Israeli microbiologist

Eliora Zenziper Ron (Hebrew: אליאורה צנציפר רון) is an Israeli microbiologist who is the Secretary General of the European Academy of Microbiology and President of the International Union of Microbiology Societies.

== Life and career ==
Ron received her MSc in microbiology, Genetics and Biochemistry in 1962 from the Hebrew University in Jerusalem, before moving to the US to do her PhD at Harvard University under the supervision of Professor Bernard D Davies in 1967. Her PhD thesis was entitled ‘Studies on the regulation of RNA synthesis in Escherichia coli’.

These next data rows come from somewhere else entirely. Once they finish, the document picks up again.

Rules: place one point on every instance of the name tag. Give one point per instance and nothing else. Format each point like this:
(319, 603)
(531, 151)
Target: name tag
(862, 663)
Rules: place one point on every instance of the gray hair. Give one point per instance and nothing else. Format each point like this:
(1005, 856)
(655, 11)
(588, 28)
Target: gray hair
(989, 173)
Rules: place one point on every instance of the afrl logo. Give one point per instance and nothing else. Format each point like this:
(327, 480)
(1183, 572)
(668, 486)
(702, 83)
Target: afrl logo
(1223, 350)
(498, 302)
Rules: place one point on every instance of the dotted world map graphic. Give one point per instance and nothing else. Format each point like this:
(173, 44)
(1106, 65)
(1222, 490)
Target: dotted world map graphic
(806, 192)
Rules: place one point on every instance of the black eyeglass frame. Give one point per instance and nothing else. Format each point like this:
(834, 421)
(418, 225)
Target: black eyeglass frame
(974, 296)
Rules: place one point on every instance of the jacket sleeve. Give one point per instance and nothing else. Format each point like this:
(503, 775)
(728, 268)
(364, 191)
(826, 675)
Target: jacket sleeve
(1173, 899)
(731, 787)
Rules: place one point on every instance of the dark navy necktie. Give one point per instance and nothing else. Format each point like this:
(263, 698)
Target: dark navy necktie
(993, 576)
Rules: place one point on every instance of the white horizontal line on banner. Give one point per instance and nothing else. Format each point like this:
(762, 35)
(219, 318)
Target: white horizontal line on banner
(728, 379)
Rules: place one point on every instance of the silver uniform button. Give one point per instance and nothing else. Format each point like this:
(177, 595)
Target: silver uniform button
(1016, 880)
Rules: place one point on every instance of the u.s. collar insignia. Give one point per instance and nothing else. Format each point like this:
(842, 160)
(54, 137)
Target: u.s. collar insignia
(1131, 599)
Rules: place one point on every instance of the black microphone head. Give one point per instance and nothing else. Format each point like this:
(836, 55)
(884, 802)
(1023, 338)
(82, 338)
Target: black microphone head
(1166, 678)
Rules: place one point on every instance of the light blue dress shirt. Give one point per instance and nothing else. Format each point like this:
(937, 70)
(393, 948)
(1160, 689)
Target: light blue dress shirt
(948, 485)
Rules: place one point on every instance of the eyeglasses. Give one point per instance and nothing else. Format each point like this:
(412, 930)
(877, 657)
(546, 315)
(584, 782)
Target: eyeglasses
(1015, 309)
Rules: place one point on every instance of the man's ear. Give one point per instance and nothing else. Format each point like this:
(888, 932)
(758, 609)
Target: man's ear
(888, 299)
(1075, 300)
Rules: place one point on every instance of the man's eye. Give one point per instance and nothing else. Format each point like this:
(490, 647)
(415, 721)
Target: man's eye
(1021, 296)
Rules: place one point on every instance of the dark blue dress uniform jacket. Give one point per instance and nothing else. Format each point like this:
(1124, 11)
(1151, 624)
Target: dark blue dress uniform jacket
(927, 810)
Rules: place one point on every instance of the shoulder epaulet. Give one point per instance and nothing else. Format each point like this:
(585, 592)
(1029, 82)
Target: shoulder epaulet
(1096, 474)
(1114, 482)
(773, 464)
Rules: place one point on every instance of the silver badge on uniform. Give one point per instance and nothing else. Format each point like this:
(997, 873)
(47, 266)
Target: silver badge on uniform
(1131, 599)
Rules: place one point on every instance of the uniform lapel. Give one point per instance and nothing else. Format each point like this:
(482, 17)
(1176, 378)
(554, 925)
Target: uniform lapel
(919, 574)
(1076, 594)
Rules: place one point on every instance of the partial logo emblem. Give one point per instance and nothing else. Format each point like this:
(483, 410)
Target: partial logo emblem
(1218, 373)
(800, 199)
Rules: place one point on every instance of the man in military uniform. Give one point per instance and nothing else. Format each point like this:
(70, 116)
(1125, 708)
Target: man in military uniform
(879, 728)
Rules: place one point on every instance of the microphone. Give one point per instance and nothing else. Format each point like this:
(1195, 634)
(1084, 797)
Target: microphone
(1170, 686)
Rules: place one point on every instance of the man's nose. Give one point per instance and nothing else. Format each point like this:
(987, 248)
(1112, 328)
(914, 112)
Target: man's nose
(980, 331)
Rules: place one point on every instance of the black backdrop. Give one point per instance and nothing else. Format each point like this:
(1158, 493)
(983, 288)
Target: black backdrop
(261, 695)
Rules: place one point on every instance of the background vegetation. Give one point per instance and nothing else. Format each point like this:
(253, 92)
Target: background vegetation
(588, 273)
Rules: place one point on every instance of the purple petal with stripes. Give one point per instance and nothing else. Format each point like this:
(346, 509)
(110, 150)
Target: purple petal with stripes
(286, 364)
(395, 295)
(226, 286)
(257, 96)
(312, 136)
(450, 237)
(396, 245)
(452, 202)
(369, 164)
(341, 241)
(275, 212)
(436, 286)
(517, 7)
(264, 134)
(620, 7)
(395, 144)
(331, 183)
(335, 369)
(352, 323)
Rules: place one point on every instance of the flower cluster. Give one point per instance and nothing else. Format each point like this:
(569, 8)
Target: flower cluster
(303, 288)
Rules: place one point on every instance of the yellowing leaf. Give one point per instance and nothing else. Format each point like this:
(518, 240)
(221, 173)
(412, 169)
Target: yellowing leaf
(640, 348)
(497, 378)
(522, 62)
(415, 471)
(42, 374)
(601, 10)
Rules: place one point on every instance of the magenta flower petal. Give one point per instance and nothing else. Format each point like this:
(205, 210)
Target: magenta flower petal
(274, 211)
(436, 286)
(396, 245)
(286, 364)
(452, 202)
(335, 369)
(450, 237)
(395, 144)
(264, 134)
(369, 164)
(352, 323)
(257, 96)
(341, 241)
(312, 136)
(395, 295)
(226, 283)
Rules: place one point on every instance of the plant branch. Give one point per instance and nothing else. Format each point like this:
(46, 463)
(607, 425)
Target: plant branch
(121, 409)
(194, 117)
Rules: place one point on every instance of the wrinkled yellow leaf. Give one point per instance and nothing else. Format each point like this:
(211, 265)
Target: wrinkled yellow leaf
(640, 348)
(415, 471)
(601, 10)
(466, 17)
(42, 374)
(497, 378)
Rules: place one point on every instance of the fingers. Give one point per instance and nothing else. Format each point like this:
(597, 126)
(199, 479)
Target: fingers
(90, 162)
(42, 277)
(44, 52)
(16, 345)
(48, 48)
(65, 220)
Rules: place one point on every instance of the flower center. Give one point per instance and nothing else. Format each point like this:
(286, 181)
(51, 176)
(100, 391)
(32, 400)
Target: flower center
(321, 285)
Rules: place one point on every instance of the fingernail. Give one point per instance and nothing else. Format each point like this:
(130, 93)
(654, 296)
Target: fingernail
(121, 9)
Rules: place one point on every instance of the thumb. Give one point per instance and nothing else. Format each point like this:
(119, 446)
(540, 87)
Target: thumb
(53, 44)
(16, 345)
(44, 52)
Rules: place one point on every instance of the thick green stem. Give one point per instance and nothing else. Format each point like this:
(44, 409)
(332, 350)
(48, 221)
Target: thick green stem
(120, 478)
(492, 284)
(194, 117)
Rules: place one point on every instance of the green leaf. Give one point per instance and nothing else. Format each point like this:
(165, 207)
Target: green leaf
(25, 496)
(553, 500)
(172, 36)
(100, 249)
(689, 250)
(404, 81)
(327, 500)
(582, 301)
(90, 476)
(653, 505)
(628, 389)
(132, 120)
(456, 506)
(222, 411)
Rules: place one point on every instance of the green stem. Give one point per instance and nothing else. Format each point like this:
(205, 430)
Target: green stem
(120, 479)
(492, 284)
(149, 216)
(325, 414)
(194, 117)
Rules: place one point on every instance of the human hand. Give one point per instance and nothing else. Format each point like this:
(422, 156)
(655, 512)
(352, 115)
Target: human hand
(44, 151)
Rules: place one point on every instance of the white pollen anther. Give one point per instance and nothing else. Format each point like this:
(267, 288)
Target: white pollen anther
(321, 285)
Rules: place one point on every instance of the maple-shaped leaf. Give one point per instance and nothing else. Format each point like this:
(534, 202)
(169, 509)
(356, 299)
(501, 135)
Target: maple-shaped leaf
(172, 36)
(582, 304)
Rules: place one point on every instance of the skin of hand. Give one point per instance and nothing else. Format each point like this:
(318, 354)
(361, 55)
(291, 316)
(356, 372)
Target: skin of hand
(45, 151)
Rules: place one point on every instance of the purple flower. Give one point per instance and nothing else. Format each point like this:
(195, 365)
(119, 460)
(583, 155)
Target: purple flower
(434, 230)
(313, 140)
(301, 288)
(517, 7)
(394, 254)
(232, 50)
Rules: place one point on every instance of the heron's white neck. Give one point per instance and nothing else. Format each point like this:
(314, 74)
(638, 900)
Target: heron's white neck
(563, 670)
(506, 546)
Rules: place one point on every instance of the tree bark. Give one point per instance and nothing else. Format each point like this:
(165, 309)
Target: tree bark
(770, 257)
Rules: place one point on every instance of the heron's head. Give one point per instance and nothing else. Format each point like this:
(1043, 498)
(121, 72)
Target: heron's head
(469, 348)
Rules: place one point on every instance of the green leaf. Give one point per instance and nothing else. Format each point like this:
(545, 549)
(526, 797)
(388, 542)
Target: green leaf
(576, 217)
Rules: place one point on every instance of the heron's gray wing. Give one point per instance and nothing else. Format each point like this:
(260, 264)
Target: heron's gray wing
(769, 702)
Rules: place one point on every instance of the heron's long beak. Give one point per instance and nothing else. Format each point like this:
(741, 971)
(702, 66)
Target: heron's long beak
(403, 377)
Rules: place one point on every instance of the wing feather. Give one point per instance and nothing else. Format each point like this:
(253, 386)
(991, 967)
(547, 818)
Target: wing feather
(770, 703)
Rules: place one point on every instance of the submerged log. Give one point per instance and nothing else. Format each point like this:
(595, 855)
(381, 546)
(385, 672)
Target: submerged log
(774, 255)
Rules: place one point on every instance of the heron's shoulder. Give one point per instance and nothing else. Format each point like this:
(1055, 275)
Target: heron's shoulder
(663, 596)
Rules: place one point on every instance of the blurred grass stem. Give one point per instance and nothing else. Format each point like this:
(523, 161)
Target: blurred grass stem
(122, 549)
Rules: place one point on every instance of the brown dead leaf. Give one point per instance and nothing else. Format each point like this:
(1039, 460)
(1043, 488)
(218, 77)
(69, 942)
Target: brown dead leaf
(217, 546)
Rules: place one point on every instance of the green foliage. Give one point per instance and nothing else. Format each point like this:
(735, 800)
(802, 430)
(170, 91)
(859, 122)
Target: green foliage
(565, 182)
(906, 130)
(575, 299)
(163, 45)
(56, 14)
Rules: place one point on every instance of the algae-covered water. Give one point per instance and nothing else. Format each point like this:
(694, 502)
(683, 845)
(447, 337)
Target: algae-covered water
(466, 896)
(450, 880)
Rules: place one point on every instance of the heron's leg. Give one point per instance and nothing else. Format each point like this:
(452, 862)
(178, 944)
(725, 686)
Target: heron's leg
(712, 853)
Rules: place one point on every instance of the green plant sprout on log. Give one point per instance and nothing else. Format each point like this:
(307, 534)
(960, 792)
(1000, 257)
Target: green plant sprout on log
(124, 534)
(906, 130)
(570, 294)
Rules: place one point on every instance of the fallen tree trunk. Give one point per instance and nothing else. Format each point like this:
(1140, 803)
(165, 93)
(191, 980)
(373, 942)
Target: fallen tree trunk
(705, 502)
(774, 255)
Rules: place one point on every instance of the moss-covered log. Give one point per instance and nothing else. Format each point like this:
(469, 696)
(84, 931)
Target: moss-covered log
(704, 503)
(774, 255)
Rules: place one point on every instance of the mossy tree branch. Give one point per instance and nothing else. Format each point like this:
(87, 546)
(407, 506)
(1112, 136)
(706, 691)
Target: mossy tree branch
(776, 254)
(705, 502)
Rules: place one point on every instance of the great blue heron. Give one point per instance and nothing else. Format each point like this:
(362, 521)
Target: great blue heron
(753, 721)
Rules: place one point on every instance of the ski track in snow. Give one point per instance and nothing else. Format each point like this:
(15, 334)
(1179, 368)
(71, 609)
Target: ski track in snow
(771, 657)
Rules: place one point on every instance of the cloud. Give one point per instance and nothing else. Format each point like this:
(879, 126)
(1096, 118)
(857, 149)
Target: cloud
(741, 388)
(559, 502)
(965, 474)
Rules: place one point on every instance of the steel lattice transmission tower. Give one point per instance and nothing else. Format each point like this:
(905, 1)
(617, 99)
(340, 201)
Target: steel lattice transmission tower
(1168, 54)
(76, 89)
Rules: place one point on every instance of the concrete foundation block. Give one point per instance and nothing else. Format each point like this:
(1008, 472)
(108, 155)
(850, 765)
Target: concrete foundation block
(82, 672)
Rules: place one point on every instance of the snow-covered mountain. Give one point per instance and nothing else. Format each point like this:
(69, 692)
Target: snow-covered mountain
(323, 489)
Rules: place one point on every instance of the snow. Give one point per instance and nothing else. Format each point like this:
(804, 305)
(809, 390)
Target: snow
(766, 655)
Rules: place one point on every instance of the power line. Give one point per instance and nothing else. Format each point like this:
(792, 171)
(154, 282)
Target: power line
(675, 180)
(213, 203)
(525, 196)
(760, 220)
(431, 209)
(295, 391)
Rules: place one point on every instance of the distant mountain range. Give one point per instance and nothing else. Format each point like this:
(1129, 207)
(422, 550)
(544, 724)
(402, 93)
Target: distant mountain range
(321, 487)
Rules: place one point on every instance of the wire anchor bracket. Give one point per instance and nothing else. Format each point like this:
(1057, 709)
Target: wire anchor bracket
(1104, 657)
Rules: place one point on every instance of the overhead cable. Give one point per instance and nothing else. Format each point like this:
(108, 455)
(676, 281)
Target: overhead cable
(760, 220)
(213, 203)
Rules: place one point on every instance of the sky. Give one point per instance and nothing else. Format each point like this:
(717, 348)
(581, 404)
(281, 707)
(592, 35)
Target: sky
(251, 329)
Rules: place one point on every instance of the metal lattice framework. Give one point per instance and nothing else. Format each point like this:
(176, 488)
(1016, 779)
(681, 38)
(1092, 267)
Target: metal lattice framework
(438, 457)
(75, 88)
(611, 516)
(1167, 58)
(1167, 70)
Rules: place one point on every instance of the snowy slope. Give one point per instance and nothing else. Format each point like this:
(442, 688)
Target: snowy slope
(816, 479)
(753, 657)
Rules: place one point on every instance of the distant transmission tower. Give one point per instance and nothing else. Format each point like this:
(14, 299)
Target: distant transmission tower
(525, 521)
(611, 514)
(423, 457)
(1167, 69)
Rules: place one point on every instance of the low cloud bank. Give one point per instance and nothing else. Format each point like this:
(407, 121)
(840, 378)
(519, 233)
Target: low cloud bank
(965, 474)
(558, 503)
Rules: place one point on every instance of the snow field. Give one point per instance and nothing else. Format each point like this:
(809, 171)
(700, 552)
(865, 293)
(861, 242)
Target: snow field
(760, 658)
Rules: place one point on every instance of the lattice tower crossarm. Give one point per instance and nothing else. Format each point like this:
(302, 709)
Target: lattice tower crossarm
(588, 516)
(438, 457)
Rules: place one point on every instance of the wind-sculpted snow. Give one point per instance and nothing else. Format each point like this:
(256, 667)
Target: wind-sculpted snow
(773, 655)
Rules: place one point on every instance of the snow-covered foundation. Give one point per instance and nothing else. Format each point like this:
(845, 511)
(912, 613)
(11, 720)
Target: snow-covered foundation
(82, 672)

She was then offered a faculty member position at Tel Aviv University, where her lab is based to this day, becoming a full professor in 1984. In 1995, she became the president of the Israeli Society of Microbiology, a capacity in which she served until 1999. In 2000 she became Dean of the Faculty of Life Sciences at Tel Aviv University and in 2002 she was elected as a fellow of the American Academy of Microbiology. The same year, she became Vice President of the Federation of Israeli Societies of Experimental Biology (FISEB). She remained Dean until 2004. Between 2004 and 2007 she was the President of the Federation of Microbiology Societies and in 2005 she became President of the FISEB. In 2007 she was awarded the EMET prize for Excellence in Arts, Science, and Culture, Israel.

In 2009, she was a founding member of the European Academy of Microbiology, and she has served in the role of Secretary General since this point. In 2010, she became the scientific director of the MIGAL Galilee Research Institute, and also received an honorary doctorate from Ben Gurion University, Israel. In 2011 she became the president of the Bacteriology and Applied Microbiology section of the International Union of Microbiology Societies (IUMS), and later, in 2017, became the president of the IUMS.

She has three children named Michal, Itai and Anat.